# Clay substrate PH?



## Psittac (Jan 29, 2009)

I just replaced my substrate with a cheap DIY/save money clay that I found out about on another forum and after talking to my friend about it I tested the PH.

Unfortunately my PH is at least 6.0 if not lower (my test kit only goes to 6.0 so it could be off the charts)

My question is this, do the expensive clay substrates lower the PH allready?
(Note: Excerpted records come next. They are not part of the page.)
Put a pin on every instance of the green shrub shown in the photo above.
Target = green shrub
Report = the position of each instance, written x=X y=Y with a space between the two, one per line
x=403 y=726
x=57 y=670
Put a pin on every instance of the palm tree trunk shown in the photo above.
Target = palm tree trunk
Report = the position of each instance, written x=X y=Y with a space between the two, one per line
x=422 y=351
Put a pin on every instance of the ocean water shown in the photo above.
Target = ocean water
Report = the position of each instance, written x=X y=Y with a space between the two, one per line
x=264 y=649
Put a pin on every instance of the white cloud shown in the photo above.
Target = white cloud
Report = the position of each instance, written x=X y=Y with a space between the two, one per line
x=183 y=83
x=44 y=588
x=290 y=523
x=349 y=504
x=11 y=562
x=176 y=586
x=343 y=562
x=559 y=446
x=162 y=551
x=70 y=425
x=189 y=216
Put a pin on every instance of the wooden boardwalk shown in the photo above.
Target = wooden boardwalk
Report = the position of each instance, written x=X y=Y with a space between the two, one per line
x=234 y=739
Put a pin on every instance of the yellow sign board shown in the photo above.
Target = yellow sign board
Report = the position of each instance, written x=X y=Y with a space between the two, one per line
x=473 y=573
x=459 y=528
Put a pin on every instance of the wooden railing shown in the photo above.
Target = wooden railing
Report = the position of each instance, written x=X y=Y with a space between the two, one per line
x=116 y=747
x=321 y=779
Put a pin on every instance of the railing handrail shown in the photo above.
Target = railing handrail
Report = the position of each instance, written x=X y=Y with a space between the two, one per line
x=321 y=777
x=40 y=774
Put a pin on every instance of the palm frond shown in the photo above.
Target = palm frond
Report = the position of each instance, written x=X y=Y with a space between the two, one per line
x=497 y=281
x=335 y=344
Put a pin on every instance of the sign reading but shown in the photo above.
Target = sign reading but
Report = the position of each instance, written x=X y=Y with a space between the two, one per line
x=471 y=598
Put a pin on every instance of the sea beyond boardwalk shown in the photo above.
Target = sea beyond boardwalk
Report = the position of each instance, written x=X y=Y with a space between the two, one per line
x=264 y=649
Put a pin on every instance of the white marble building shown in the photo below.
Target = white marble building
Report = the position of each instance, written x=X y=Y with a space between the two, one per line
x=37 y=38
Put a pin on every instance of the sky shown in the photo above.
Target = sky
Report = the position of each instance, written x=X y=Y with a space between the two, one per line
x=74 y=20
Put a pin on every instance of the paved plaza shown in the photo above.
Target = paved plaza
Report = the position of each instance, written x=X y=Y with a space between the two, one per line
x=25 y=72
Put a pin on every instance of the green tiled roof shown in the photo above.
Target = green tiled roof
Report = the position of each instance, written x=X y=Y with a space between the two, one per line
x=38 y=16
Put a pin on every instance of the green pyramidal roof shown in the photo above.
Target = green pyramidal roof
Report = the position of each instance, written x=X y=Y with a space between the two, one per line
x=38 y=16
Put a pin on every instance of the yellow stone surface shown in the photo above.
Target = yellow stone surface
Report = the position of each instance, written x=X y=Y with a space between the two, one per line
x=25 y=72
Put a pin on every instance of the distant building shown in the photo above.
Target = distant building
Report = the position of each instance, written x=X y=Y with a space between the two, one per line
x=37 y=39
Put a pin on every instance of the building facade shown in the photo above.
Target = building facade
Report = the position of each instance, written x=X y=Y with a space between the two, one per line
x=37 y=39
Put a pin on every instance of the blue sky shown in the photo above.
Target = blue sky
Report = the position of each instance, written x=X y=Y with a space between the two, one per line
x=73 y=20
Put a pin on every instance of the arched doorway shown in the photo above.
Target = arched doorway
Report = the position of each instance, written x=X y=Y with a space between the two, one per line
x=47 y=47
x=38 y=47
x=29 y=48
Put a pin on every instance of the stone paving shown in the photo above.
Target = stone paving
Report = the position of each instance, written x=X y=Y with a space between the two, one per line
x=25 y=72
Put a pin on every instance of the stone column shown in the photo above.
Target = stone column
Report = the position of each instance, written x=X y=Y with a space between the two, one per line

I don't know if this is normal or because I decided to cut corners.

My PH was only at 7.0 to begin with (7.6 tap with neutral regulator) so dropping to 6.0 isn't that scary, it's that it could be off the charts that I'm worried about.

I'm slowly adding neutral regulator now to raise the PH to 7.0 but I need input so I can decide what to do now.


----------



## Zapins (Jul 28, 2004)

I wouldn't worry about the pH being lowered. pH changes aren't really very important in the planted aquarium contrary to popular belief. I wouldn't add pH changing chemicals though because they frequently can cause problems with overdosing. Clay will tend to be lower in pH in general because it is negatively charged. 

The small grains that make up the clay gather up electrons from other substances like a static charge causing them to be negatively charged. What this does is the clay will attract positively charged molecules like calcium, magnesium, iron, potassium, and hydrogen atoms from CO2 (after it reacts with water to become carboxylic acid) becoming acidic. 

One problem with this occurrence is that the clay will tend to lock up a lot of nutrients in the substrate rather than letting them float around the water column for the plants to use. If you really want to do something (though it probably isn't necessary) you can help release nutrients from the clay by adding some calcium carbonate (CaCO3) to the water, or add a limestone rock, crushed coral or other calcium containing substance to the filter or water. The calcium will bind to the clay and cause it to clump together, releasing the other nutrients that it attracted, the clumping will also improve aeration. 

Overall, you will find that aquariums are very forgiving and extremely precise conditions aren't needed. Just as long as there are enough nutrients, and light to go around plants will grow fine. Don't stress too much!


----------



## Psittac (Jan 29, 2009)

Wow thanks for that reply.

I'll look into putting some coral chips into my canister filter then.

Where do I get calcium carbonate? I added baking soda tonight, the first dose didn't bring it past 1 kh, the second dose of almost the same shot it up to 7.5 kh

I'm trying to get the hang of balancing this tank now, in the past it was simple, all I had to do was water changes and nothing even really needed to be tested.


----------



## TAB (Feb 7, 2009)

Your local feed store. Buy oster shells. I used them for a decade as media for a my calcuim reactor on a 240 reef.


----------